Hurting Before Healing

by Joanna Pierce on September 19, 2018

I remember the day I sat in the doctor’s office, letting the words of my physician digest somewhere in my brain. She was telling me I needed to be cut open and my insides ripped out. This would provide only but a chance of healing. She honestly didn’t know if it would be a cure.

After seven years of hurting, adding a painful surgery and long recovery period on top of it wasn’t a sign-up sheet I was eager to place my signature on. My mind was screaming, “I’m in pain, and you want to cause more pain. How does that make any sense?”

I had been preparing for that conversation for some time, but with the wrong side of my brain. I was thinking with the logical portion; it was ready. But, the heart side, the emotional portion, was definitely not.

I knew God was—and is—a healer. I believed that He could heal me in a moment’s notice. Nothing is too hard for Him. I had the faith, He had the power; the end result should have been a miracle in my mind. But, God chose to send me on a painful journey. May I stress this was His will and not mine?

And the LORD shall be known to Egypt, and the Egyptians shall know the LORD in that day, and shall do sacrifice and oblation; yea, they shall vow a vow unto the LORD, and perform it. And the LORD shall smite Egypt: he shall smite and heal it: and they shall return even to the LORD, and he shall be intreated of them, and shall heal them (Isaiah 19:21–22, KJV).

In this setting of Scripture, Egypt (always a type of the world) is about to experience God’s wrath. They were an idolatrous nation, hard taskmasters, self-righteous, foolish, and happy leading a Godless life.

In short, they were messed up, but God wasn’t willing to leave them there. He was on the cusp of ushering in change, but the transformation would be wrought with much pain and anguish. He would strike Egypt, but then He would bring healing.

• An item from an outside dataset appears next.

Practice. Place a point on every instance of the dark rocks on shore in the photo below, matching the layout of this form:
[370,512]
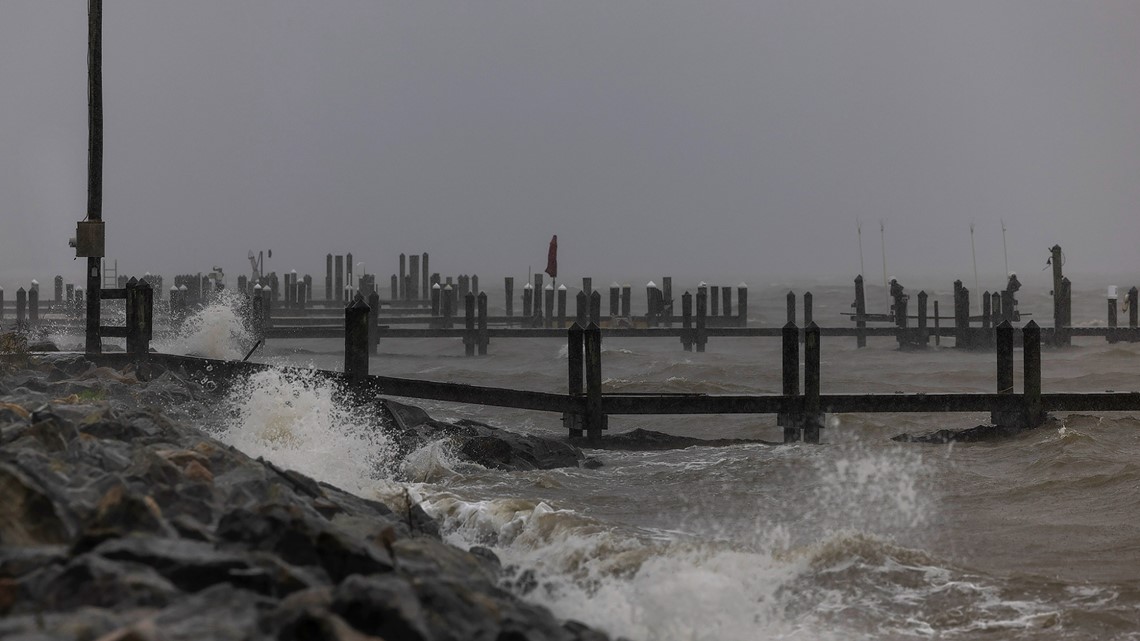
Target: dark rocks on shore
[117,522]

When we’re in a painful situation and cry out to God, we have our own calculations as to how He’s going to enact healing. However, God’s ways are not our ways and His thoughts are not our thoughts. Our pathway to recovery looks entirely different than God’s rocky road to restoration.

I wanted immediately to be pain-free. Unlike Egypt, I already felt pain. I didn’t want to experience any more before I was healed. But, sometimes it has to hurt before we can be healed. In my case, I had to hurt more before I experienced healing.

God isn’t about band aids, patch jobs, or temporary solutions. When He works, He’s going to get to the root of the problem and take care of it once and for all. Like the potter who has to crush the clay to start anew, sometimes we have to be crushed down further—even when we’re already broken—to be resurrected complete, whole, and stronger than before.

I’ve learned many times that God isn’t always going to make me feel good in smaller increments before I’m healed. But, I have to trust Him that no matter the journey, in the end He will heal me.

If God’s opened a door for you to walk down a path that looks worse than what you’re on today, let me encourage you to trust Him. You need to let Him order your steps because that road, while painful, could be the shortest distance to your healing. Just remember, it might have to hurt before you can be healed.